My two daughters use a MacBook Air 2014 and 2015 again no security issues and goodness knows what they do on them in their free time! Yes I am a good Daddy and do monitor the laptops frequently.
I venture to say, and wait to be shot down, that hackers still focus on Windows PC's and those of us with Mac's are relatively unscathed thus far. Certainly it's true in my world.
We do have Norton Security on all the laptops but I cannot evaluate how effective that is in the real world it's just something I pay for every year to make me feel more secure whether it is true or not!
No shootings here.

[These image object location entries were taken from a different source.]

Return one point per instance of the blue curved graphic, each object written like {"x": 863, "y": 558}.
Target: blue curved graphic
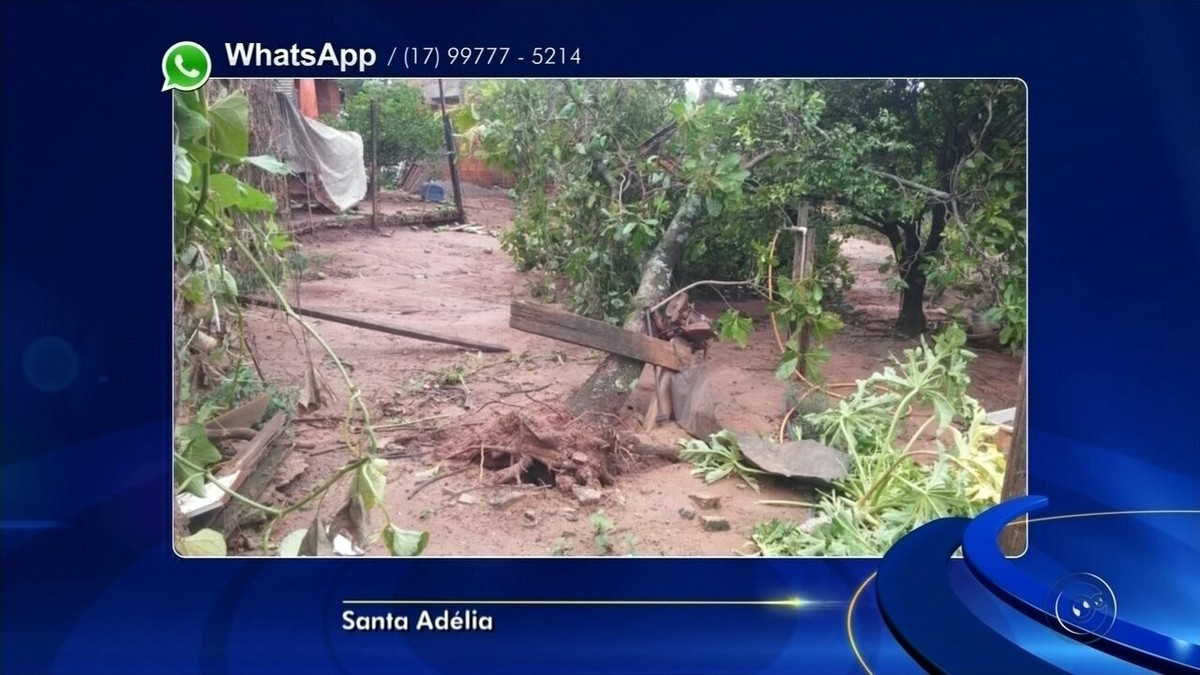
{"x": 929, "y": 620}
{"x": 1122, "y": 639}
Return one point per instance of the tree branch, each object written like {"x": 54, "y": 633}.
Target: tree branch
{"x": 748, "y": 165}
{"x": 905, "y": 183}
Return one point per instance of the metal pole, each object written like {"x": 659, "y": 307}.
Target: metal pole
{"x": 450, "y": 154}
{"x": 375, "y": 163}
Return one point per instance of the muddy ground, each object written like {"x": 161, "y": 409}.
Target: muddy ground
{"x": 461, "y": 284}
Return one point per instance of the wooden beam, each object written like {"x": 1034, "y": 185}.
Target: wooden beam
{"x": 1013, "y": 538}
{"x": 390, "y": 329}
{"x": 550, "y": 322}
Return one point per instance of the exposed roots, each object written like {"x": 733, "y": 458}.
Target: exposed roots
{"x": 541, "y": 446}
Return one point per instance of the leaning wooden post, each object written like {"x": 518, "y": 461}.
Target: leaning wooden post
{"x": 375, "y": 163}
{"x": 1013, "y": 538}
{"x": 803, "y": 257}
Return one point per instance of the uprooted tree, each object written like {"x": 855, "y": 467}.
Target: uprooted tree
{"x": 628, "y": 187}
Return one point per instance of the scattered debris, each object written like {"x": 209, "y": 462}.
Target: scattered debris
{"x": 382, "y": 327}
{"x": 559, "y": 324}
{"x": 587, "y": 496}
{"x": 505, "y": 499}
{"x": 807, "y": 460}
{"x": 706, "y": 501}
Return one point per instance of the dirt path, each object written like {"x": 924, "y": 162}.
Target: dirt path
{"x": 461, "y": 284}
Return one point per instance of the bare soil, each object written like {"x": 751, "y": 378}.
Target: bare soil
{"x": 468, "y": 416}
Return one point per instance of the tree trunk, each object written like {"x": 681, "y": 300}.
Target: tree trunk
{"x": 911, "y": 321}
{"x": 1012, "y": 539}
{"x": 265, "y": 136}
{"x": 617, "y": 377}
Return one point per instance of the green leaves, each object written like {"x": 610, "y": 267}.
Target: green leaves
{"x": 717, "y": 459}
{"x": 372, "y": 481}
{"x": 229, "y": 124}
{"x": 789, "y": 362}
{"x": 196, "y": 448}
{"x": 228, "y": 192}
{"x": 203, "y": 543}
{"x": 269, "y": 163}
{"x": 405, "y": 543}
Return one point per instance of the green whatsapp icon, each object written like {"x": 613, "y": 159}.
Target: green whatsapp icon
{"x": 185, "y": 66}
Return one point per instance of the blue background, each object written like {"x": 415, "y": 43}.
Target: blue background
{"x": 90, "y": 583}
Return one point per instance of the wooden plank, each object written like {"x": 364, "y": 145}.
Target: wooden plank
{"x": 389, "y": 328}
{"x": 550, "y": 322}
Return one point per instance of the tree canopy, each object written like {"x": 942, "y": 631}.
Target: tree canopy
{"x": 407, "y": 127}
{"x": 604, "y": 167}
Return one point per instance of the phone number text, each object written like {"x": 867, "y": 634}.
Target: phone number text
{"x": 437, "y": 57}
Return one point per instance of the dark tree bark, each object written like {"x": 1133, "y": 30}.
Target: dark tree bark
{"x": 911, "y": 256}
{"x": 912, "y": 297}
{"x": 616, "y": 378}
{"x": 1012, "y": 539}
{"x": 265, "y": 137}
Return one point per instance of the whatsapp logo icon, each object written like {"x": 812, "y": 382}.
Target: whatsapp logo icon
{"x": 185, "y": 66}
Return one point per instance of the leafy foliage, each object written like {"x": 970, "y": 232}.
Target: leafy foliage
{"x": 733, "y": 327}
{"x": 799, "y": 308}
{"x": 408, "y": 130}
{"x": 225, "y": 230}
{"x": 718, "y": 458}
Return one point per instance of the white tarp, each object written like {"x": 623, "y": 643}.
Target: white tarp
{"x": 331, "y": 159}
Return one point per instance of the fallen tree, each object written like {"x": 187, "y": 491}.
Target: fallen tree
{"x": 617, "y": 376}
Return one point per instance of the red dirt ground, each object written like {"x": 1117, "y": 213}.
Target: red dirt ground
{"x": 461, "y": 284}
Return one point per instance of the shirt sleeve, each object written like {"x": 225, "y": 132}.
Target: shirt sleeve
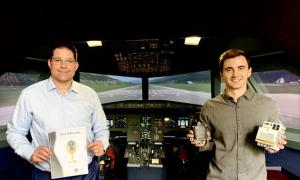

Though, one can't see a successful hack with the naked eye. If you got pwned as a node in a command & control network, the only way you'd know is to forensically examine files, logs and network traffic at the level of packet source and destination. The most prolific diseases are more contagious than they are lethal.
Statistically, the majority of hacks are tailored to Windows because the numbers there are staggering. Therefore, statistically, that's where more people manage data and wealth, where more known vulnerabilities are left unpatched, where more security features are intentionally disabled, where more careless clicks allow malware to execute as admin. Amateur hackers get a boost from readily available modular malware kits, command & control servers for rent, and target lists for sale.
Unix was effectively nonexistent among consumers for its first forty years (1960s to 2000s), and remains a minority even today, despite the growing popularity of MacOS and iOS. However, as the platform grows market share, hackers will congeal like barnacles. The pricier buy-in for MacOS/iOS implies that Apple devices represent a greater concentration of wealth, making it more attractive to hack. Desktop Linux represents a growing demographic which might have reached 23 (Not percent. 23.), so Mac Users can still make dismissive fun of them.
Architecturally, Unix started on stronger bones, and benefited from decades of lessons learned, when Windows was a comparative noob. It takes a different degree of skill to hack Unix. Modern Windows is more like Unix than Microsoft will casually admit. Like MacOS and iOS, Windows 10-11 built-in safeguards and tools are pretty good without third party apps. Properly secured, Windows and MacOS/iOS are about as tight as possible while still remaining usable.
Users have always been the weak link in the kill chain. Someone in this thread made observed that anti-malware programs running on Macs don't necessarily aid or tighten the Mac; rather, they simply reduce re-transmission of windows exploits to other Windows users. That's true. The next level of anti-exploit apps could well be AI-bolstered nannies that do behavioral analytics, and treat you like the Heart of Gold's alternate computer personality.
As I understand it, Apple's planned fall-off in security patching for the 2014-15's final OS is yet to come?? But when that time DOES come, it might be irresponsible to use that OS in production without compensating controls that most users find formidable, finicky, frustrating and forcibly f____ed up.